Entre otras noticias, nos ofrece detalles acerca del período en el que se retiró para cuidar de la ermita de la Virgen en el Tepeyac: “A Juan Diego, por haberse entregado enteramente a su ama, la Señora del Cielo, le afligía mucho que estuviera tan distante su casa y su pueblo, para servirle diariamente y hacerle el barrido; por lo cual suplicó al señor obispo, poder estar en cualquier parte que fuera, junto a las paredes del templo, y servirle; el prelado accedió a su petición, y le dio una casita junto al templo de la Señora del Cielo, porque le quería mucho el señor obispo. Inmediatamente se cambió y abandonó su pueblo: partió, dejando su casa y su tierra y a su tío Juan Bernardino.

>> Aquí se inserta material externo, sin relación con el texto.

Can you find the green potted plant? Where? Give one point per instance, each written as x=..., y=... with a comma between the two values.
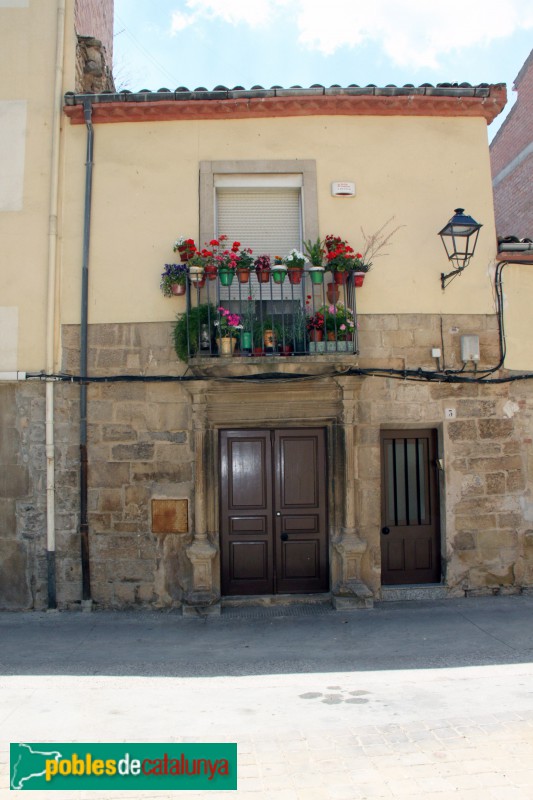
x=341, y=258
x=174, y=279
x=373, y=245
x=298, y=330
x=185, y=247
x=228, y=327
x=315, y=254
x=262, y=268
x=225, y=258
x=279, y=270
x=295, y=263
x=188, y=329
x=244, y=263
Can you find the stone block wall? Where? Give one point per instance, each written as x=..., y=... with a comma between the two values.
x=141, y=447
x=139, y=450
x=22, y=497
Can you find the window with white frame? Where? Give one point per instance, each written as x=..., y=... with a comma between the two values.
x=269, y=206
x=263, y=212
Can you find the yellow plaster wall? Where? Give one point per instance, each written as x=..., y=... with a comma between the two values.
x=27, y=72
x=518, y=296
x=414, y=169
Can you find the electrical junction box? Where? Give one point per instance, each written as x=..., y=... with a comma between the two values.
x=469, y=348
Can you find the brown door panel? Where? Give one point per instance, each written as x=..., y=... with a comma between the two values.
x=273, y=511
x=410, y=533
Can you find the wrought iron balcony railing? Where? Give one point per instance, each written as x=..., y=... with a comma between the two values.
x=256, y=318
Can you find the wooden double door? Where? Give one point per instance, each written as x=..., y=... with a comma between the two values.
x=410, y=519
x=273, y=505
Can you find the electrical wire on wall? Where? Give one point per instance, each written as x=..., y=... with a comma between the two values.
x=417, y=374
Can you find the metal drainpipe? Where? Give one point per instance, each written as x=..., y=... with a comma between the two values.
x=51, y=308
x=84, y=520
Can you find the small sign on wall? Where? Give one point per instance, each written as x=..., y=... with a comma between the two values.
x=343, y=189
x=170, y=516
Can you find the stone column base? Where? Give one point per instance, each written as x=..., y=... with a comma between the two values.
x=351, y=592
x=196, y=609
x=352, y=596
x=202, y=596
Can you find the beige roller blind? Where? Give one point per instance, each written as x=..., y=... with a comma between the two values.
x=267, y=219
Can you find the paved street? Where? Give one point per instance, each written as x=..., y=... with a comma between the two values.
x=430, y=700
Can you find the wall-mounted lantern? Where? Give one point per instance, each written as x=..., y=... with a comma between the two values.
x=459, y=237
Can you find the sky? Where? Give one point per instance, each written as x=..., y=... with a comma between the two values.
x=207, y=43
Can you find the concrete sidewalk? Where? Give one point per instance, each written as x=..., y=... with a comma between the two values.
x=405, y=701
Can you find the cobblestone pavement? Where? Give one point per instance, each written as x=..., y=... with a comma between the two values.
x=461, y=731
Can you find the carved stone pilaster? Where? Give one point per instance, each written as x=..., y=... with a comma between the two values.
x=202, y=595
x=350, y=591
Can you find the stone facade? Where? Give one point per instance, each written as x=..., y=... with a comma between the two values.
x=22, y=497
x=158, y=441
x=93, y=69
x=94, y=18
x=152, y=440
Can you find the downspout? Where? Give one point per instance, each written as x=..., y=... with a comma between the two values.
x=84, y=519
x=51, y=307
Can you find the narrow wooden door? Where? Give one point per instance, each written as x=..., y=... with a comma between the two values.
x=273, y=511
x=410, y=532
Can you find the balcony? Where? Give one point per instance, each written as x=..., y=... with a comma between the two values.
x=256, y=326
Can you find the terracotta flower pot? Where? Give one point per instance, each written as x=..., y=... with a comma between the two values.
x=295, y=275
x=317, y=275
x=263, y=275
x=178, y=288
x=226, y=346
x=226, y=276
x=341, y=278
x=333, y=292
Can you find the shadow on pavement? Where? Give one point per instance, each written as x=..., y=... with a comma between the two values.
x=392, y=636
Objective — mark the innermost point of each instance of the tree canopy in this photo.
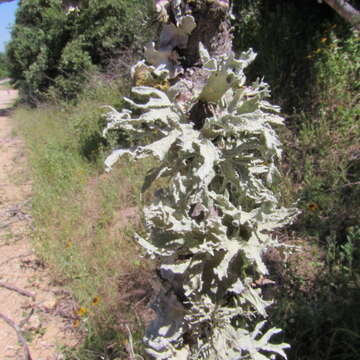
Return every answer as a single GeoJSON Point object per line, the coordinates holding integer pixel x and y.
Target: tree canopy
{"type": "Point", "coordinates": [54, 46]}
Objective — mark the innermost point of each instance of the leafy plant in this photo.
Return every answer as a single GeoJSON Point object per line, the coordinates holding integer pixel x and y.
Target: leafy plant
{"type": "Point", "coordinates": [213, 214]}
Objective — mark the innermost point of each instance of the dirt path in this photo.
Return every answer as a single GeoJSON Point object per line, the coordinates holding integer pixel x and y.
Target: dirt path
{"type": "Point", "coordinates": [47, 315]}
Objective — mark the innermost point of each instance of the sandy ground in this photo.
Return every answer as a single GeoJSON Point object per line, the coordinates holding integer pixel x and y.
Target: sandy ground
{"type": "Point", "coordinates": [47, 316]}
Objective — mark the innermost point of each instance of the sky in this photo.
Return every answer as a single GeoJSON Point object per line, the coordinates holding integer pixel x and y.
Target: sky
{"type": "Point", "coordinates": [7, 18]}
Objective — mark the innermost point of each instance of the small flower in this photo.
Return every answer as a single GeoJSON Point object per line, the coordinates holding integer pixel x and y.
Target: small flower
{"type": "Point", "coordinates": [82, 311]}
{"type": "Point", "coordinates": [69, 244]}
{"type": "Point", "coordinates": [312, 207]}
{"type": "Point", "coordinates": [76, 323]}
{"type": "Point", "coordinates": [95, 300]}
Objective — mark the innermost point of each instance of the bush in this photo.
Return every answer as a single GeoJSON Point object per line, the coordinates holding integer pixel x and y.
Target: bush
{"type": "Point", "coordinates": [54, 48]}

A diario se ocupaba en cosas espirituales y barría el templo. Se postraba delante de la Señora del Cielo y la invocaba con fervor, frecuentemente se confesaba, comulgaba, ayunaba, hacía penitencia, se disciplinaba, se ceñía cilicio de malla y se escondía en la sombra para poder entregarse a solas a la oración y estar invocando a la Señora del Cielo. Era viudo: dos años antes de que se le apareciera la Inmaculada, murió su mujer, que se llamaba María Lucía”.
La nueva humanidad
Se consigna también la muerte de su tío Juan Bernardino, acaecida el 14 de mayo del año 1544: “[…] cuando se puso grave vio en sueños a la Señora del cielo, quien le dijo que ya era hora de morir […].” Ubica la muerte de Juan Diego en el año de 1548 cuando tendría cerca de 74 años de edad, y después de haber servido de día y de noche en el templo por un espacio de 17 años.
El 31 de julio del 2002, en la misa de canonización, Juan Pablo II afirmó, apoyado por la certeza histórica: “Juan Diego, al acoger el mensaje cristiano sin renunciar a su identidad indígena, descubrió la profunda verdad de la nueva humanidad, en la que todos están llamados a ser hijos de Dios en Cristo. Así facilitó el encuentro fecundo de dos mundos y se convirtió en protagonista de la nueva identidad mexicana, íntimamente unida a la Virgen de Guadalupe, cuyo rostro mestizo expresa su maternidad espiritual que abraza a todos los mexicanos”.